The platform is under active development. The client_id_claim config might have been extended to cover the IPC interceptor in a newer commit. Check the platform's GitHub issues and PRs for Cognito compatibility.

Files involved

  • terraform/level-3-encryption/ecs.tf - OpenTDF config (server.auth, Casbin policy)
  • terraform/level-3-encryption/provision-opentdf.sh - Creates attributes, subject mappings, KAS keys
  • terraform/level-3-encryption/test.sh - 22 tests, 21 pass
  • terraform/level-2-abac/cognito.tf - Cognito User Pool and client config
  • docs/labs/lab3/step3-identity.md - Lab docs for identity/attribute config

Reproduction steps

  1. Deploy Level 2: cd terraform/level-2-abac && terraform apply
  2. Deploy Level 3 with Cognito IDs from Level 2: cd terraform/level-3-encryption && terraform apply -var='cognito_uk_pool_id=...' -var='cognito_uk_client_id=...' -var='db_password=...'
  3. Wait 3 minutes for ECS task to start
  4. Run provisioning: ./provision-opentdf.sh
  5. Run tests: ./test.sh (21 pass, encrypt passes, decrypt fails)
  6. Manual decrypt test:
    export GRPC_ENFORCE_ALPN_ENABLED=false
    TOKEN=$(aws cognito-idp initiate-auth --auth-flow USER_PASSWORD_AUTH \
      --client-id <CLIENT_ID> --auth-parameters USERNAME=uk-analyst-01,PASSWORD='DemoP@ss2025!' \
      --region eu-west-2 --query 'AuthenticationResult.IdToken' --output text)
    
    echo "test data" | /tmp/otdfctl encrypt --host http://<EIP>:8080 \
      --tls-no-verify --with-access-token "$TOKEN" --tdf-type ztdf \
      --attr "https://dcs.example.com/attr/classification/value/secret" \
      --out /tmp/test.tdf
    # This succeeds
    
    /tmp/otdfctl decrypt /tmp/test.tdf --host http://<EIP>:8080 \
      --tls-no-verify --with-access-token "$TOKEN" --tdf-type ztdf \
      --out /tmp/test-dec.txt
    # This fails with "could not perform access"
    

Resolution

Root cause (detailed)

The bug is in getClientIDFromToken() in service/internal/auth/authn.go. When client_id_claim is set to aud, the function calls tok.AsMap() and does a string type assertion:

found := dotNotation(claimsMap, clientIDClaim)
clientID, isString := found.(string)
if !isString {
    return "", fmt.Errorf("%w at [%s]", ErrClientIDClaimNotString, clientIDClaim)
}

RFC 7519 §4.1.3 defines aud as an array of strings. The lestrrat-go/jwx JWT library correctly returns aud as []string from AsMap(), so found.(string) fails. The client ID never makes it into gRPC metadata.
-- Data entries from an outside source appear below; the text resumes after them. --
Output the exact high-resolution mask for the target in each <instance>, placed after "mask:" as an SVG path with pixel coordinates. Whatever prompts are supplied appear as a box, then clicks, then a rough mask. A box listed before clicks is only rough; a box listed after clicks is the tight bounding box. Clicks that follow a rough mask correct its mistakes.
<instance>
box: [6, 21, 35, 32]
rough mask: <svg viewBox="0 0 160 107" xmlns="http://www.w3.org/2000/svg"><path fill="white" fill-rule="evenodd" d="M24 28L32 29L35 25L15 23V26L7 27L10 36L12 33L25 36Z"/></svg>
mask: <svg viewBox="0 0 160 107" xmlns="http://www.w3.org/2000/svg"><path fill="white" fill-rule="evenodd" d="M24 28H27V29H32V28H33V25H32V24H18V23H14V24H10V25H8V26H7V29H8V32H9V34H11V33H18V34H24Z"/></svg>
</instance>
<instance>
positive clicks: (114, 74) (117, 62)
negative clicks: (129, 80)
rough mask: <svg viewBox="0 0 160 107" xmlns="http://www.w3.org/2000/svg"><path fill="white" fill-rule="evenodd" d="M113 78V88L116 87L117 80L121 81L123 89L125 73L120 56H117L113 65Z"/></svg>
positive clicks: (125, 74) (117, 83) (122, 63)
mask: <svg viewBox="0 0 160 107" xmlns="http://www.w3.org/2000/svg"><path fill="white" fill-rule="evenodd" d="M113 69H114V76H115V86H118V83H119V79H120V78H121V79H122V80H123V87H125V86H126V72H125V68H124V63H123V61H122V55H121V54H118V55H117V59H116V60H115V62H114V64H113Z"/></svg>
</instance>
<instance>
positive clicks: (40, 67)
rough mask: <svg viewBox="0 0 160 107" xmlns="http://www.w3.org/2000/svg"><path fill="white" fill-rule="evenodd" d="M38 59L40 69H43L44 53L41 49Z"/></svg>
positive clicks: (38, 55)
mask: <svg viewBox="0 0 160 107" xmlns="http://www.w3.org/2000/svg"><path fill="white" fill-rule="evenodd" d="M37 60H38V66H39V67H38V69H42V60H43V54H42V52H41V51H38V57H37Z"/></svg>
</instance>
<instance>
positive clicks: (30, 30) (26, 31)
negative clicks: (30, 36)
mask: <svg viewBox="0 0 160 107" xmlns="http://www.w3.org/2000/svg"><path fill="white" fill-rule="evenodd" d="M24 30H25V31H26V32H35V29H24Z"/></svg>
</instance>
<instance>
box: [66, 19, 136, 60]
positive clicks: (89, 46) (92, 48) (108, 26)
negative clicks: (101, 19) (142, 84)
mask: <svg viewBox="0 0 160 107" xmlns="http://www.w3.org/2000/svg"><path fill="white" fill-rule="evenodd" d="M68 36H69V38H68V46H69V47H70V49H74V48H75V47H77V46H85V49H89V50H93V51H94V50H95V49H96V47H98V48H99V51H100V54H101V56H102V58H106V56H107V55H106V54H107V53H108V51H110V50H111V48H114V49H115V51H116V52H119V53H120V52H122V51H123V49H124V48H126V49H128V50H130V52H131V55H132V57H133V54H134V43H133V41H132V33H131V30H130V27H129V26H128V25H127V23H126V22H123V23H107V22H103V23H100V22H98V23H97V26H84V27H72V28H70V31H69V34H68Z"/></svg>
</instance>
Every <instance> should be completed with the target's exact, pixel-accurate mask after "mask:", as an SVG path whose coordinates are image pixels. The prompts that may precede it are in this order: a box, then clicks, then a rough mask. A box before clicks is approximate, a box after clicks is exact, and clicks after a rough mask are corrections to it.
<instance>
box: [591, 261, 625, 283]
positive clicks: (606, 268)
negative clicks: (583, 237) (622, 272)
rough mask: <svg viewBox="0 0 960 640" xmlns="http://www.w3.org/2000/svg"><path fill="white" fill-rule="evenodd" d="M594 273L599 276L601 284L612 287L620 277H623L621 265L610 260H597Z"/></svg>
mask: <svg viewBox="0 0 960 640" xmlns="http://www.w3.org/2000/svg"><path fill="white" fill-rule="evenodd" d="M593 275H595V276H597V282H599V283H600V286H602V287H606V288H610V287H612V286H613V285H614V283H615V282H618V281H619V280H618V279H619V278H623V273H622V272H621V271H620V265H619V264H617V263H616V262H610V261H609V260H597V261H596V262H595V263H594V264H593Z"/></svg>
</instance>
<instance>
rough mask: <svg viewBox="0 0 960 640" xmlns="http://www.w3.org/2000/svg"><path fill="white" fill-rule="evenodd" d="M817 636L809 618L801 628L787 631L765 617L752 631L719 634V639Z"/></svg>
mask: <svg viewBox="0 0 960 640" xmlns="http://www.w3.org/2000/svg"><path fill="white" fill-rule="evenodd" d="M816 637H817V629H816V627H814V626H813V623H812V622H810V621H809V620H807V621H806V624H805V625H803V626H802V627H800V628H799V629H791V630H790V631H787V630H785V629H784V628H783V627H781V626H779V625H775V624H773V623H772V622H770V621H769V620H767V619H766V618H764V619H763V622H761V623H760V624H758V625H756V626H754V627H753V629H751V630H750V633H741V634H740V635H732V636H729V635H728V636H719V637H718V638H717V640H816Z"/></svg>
Downstream, authorization v2's getDecisionRequestContext() calls GetClientIDFromContext(), finds nothing, and returns ErrMissingClientID ("missing authn idP clientID"). That propagates up as "could not perform access".
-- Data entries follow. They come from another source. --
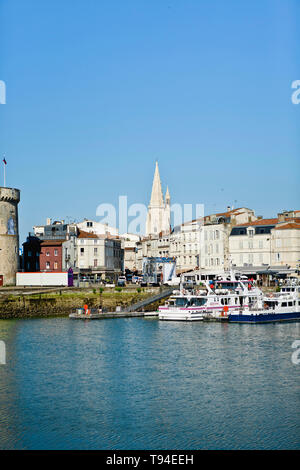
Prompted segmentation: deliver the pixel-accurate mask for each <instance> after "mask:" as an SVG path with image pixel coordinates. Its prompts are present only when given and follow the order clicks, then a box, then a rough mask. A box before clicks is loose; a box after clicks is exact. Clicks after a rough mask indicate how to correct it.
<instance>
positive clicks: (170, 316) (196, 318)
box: [158, 273, 263, 321]
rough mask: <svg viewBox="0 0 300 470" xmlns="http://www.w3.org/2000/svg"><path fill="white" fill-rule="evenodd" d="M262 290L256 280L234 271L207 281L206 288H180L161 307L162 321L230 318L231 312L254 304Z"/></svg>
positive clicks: (161, 316)
mask: <svg viewBox="0 0 300 470" xmlns="http://www.w3.org/2000/svg"><path fill="white" fill-rule="evenodd" d="M262 298H263V293H262V291H261V290H260V289H258V288H257V287H256V286H255V285H254V284H253V282H251V281H249V280H244V279H236V278H235V276H234V274H233V273H230V275H229V276H226V275H225V276H224V277H223V278H222V277H220V278H219V279H217V280H214V281H207V282H205V290H202V291H201V290H196V289H194V290H185V289H183V288H181V289H180V290H179V291H178V292H175V293H174V294H173V295H172V296H171V297H170V298H169V300H168V301H167V302H166V303H165V305H162V306H160V307H159V310H158V317H159V319H160V320H178V321H199V320H203V319H204V318H221V319H222V318H224V319H226V318H228V316H229V315H230V313H231V312H233V311H240V310H241V309H243V308H248V307H251V306H253V305H254V304H255V303H256V302H257V300H258V299H262Z"/></svg>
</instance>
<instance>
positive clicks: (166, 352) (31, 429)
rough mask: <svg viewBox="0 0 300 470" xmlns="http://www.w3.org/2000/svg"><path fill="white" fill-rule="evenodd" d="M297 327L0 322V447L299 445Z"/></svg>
mask: <svg viewBox="0 0 300 470" xmlns="http://www.w3.org/2000/svg"><path fill="white" fill-rule="evenodd" d="M299 326H300V325H299V324H286V325H226V324H220V323H213V324H208V323H201V322H199V323H193V324H189V323H178V322H174V323H173V322H159V321H157V320H153V319H152V320H151V319H147V320H143V319H119V320H104V321H98V322H95V321H93V322H92V321H90V322H79V321H70V320H69V319H67V318H57V319H53V318H52V319H41V320H40V319H38V320H36V319H34V320H28V321H24V320H18V321H14V322H12V321H8V322H0V328H2V329H0V338H1V339H2V336H5V338H4V339H5V341H6V342H7V344H8V350H9V356H10V367H6V368H5V369H4V370H3V369H0V373H1V376H0V391H1V395H0V412H1V415H0V416H1V417H0V420H1V421H0V423H1V429H0V448H29V449H97V448H98V449H120V450H121V449H197V448H207V449H216V448H219V449H221V448H222V449H239V448H240V449H249V448H262V449H267V448H299V445H300V412H299V408H300V407H299V405H300V396H299V371H298V370H296V369H297V367H296V366H295V365H293V364H292V363H291V359H290V358H291V353H292V351H291V344H292V342H293V341H294V340H295V339H299V337H300V330H299Z"/></svg>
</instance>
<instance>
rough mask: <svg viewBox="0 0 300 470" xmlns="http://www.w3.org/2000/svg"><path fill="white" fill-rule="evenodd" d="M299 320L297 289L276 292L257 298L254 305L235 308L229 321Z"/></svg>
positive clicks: (236, 322) (266, 320)
mask: <svg viewBox="0 0 300 470" xmlns="http://www.w3.org/2000/svg"><path fill="white" fill-rule="evenodd" d="M299 320H300V297H299V295H298V292H297V291H293V292H288V293H286V292H278V293H276V294H270V295H268V296H264V297H263V299H258V301H257V303H255V304H254V305H252V306H250V307H247V308H243V309H240V311H238V310H235V311H233V312H231V313H230V315H229V316H228V321H229V322H230V323H273V322H283V321H299Z"/></svg>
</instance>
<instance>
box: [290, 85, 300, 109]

This isn't Cognito-specific. Any OIDC provider that omits azp will hit it. azp is optional per OpenID Connect Core §2, and Cognito, Auth0, and Azure AD all omit it in various configurations. The platform just assumes Keycloak.

Workaround applied

Set client_id_claim: sub instead of client_id_claim: aud.

sub is always a plain string in any JWT, so the type assertion passes. The extracted value is the Cognito user's subject identifier rather than the app client ID, but that's fine here. The authorization v2 flow uses this client ID to build a PolicyEnforcementPoint context for obligation decisioning — it's metadata, not a security gate. The actual ABAC decision runs on JWT claims matched against subject mappings, which is unaffected. And the Casbin policy grants role:unknown full access anyway, so role mapping doesn't matter either.

Config change in terraform/level-3-encryption/ecs.tf:

server:
  auth:
    policy:
      client_id_claim: sub  # was: aud (fails due to []string type mismatch)

Proper upstream fix

The platform should handle aud as both string and []string in getClientIDFromToken(). About 10 lines:

// In service/internal/auth/authn.go, getClientIDFromToken()
switch v := found.(type) {
case string:
    return v, nil
case []interface{}:
    if len(v) == 1 {
        if s, ok := v[0].(string); ok {
            return s, nil
        }
    }
    return "", fmt.Errorf("%w at [%s]: aud is an array with %d elements", ErrClientIDClaimNotString, clientIDClaim, len(v))
default:
    return "", fmt.Errorf("%w at [%s]", ErrClientIDClaimNotString, clientIDClaim)
}

This should be contributed as a PR to opentdf/platform.